Die graue Eminenz des Landes, Plahotniuc, ließ in der Wahlnacht keinen Zweifel an seinen Ambitionen auf die Führungsrolle in der künftigen Regierung. In einer ersten Reaktion sagte er, dass er mit allen Parlamentsparteien Verhandlungen beginnen wolle. Allerdings dürfte das bestenfalls mit den Sozialisten und der „Shor“-Partei möglich sein, da das prowestliche Wahlbündnis ACUM bereits vor der Wahl klargestellt hatte, für keinerlei Koalition mit den korruptionsumwitterten Demokraten oder den russlandfreundlichen Sozialisten zur Verfügung zu stehen.

In einer Schnellanalyse für das Nachrichtenportal „contributors.ro“ wertete der rumänische Moldau- und Russland-Experte Armand Gosu die moldauischen Sozialisten als „große Verlierer“ dieser Wahl. De facto habe ihnen die „Shor“-Partei, die bloß ein weiteres „Anhängsel“ Plahotniucs sei, „8,47 Prozent der Stimmen weggeknabbert“, erläuterte Gosu.

Im anstehenden Mehrheitsgerangel zeichnen sich für den rumänischen Politologen zurzeit drei Szenarien ab: Zum einen könnte Plahotniuc Abgeordnete anderer Parteien „einkaufen“, um auf eine einfache Mehrheit zu kommen und beim Staatspräsidenten den Auftrag zur Regierungsbildung einzufordern; zum anderen könnte er sich mit Igor Dodons Sozialisten auf eine Große Koalition einigen. Drittens seien gescheiterte Verhandlungen und damit Neuwahlen im Sommer durchaus denkbar, möglicherweise zeitgleich mit der Kommunalwahl, so Gosu.

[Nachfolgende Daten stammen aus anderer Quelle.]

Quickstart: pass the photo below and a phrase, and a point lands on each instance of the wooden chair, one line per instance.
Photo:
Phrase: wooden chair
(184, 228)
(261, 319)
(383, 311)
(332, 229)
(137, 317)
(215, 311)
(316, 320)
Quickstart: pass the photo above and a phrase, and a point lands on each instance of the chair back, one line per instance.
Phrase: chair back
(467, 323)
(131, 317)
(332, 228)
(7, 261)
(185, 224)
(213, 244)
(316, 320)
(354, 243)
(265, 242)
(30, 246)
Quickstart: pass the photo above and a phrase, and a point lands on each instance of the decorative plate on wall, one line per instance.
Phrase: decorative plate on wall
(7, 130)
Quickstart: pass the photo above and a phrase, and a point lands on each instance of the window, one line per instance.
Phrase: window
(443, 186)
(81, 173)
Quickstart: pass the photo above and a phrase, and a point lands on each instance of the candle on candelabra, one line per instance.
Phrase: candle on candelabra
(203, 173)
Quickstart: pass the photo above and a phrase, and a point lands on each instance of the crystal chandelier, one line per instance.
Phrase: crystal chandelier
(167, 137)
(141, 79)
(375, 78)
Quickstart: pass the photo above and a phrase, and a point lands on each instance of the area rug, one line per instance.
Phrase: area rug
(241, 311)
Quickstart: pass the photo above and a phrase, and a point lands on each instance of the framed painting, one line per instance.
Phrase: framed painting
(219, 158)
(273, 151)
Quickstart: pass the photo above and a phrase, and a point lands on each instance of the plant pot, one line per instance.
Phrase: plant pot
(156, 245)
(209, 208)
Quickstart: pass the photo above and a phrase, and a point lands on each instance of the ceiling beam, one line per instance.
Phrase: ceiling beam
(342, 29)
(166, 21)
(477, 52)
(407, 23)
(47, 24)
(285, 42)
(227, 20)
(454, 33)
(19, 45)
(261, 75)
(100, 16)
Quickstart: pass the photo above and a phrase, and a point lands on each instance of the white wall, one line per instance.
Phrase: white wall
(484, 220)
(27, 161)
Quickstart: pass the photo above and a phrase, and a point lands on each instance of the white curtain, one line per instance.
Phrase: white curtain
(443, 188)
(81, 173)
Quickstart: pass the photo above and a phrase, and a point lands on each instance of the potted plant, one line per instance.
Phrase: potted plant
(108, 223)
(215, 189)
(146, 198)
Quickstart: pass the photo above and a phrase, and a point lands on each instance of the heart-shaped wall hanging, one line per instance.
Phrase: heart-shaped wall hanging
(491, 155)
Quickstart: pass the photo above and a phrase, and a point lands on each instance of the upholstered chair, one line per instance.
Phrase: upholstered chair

Gewählt wurde nach einem neuen, gemischten Wahlsystem, durch das erstmals 50 der insgesamt 101 Abgeordneten auf Parteilisten und die restlichen 51 direkt in Wahlkreisen gewählt wurden. Die Wahlbeteiligung lag bei 49,08 Prozent und erwies sich damit als die geringste seit 1994. 3,27 Millionen Menschen waren zur Wahl aufgerufen.

Am Wahltag gab es mehrere Berichte über Manipulationsversuche. So warfen sich beide Seiten vor, es seien aus der von Russland kontrollierten abtrünnigen Konfliktregion Transnistrien viele Wähler für die Stimmabgabe bezahlt worden. Auch Wahlbeobachter sprachen von einem sichtbaren Andrang an den Urnen. Moldauer aus Transnistrien seien mit Bussen über die Demarkationslinie gefahren worden. Einige der „Touristen“ hätten freimütig eingeräumt, „20 Dollar“ dafür erhalten zu haben, berichtete die moldauische Presse.

ACUM-Spitzenvertreterin Maia Sandu bezeichnete die Wahl denn auch als die „undemokratischste in der Geschichte des Landes“ - sie sei „weder frei noch korrekt“ gewesen. Sandu kündigte an, dass ihr Bündnis die Wahlergebnisse zweier östlicher Wahlkreise nicht anerkennen werde. Infolge der Wahlbetrugsvorwürfe des proeuropäischen Lagers erklärten die Sozialisten, dass die Wahlergebnisse der beiden besagten Wahlkreise erst nach „gründlicher Prüfung der Vorfälle“ anerkannt werden sollen.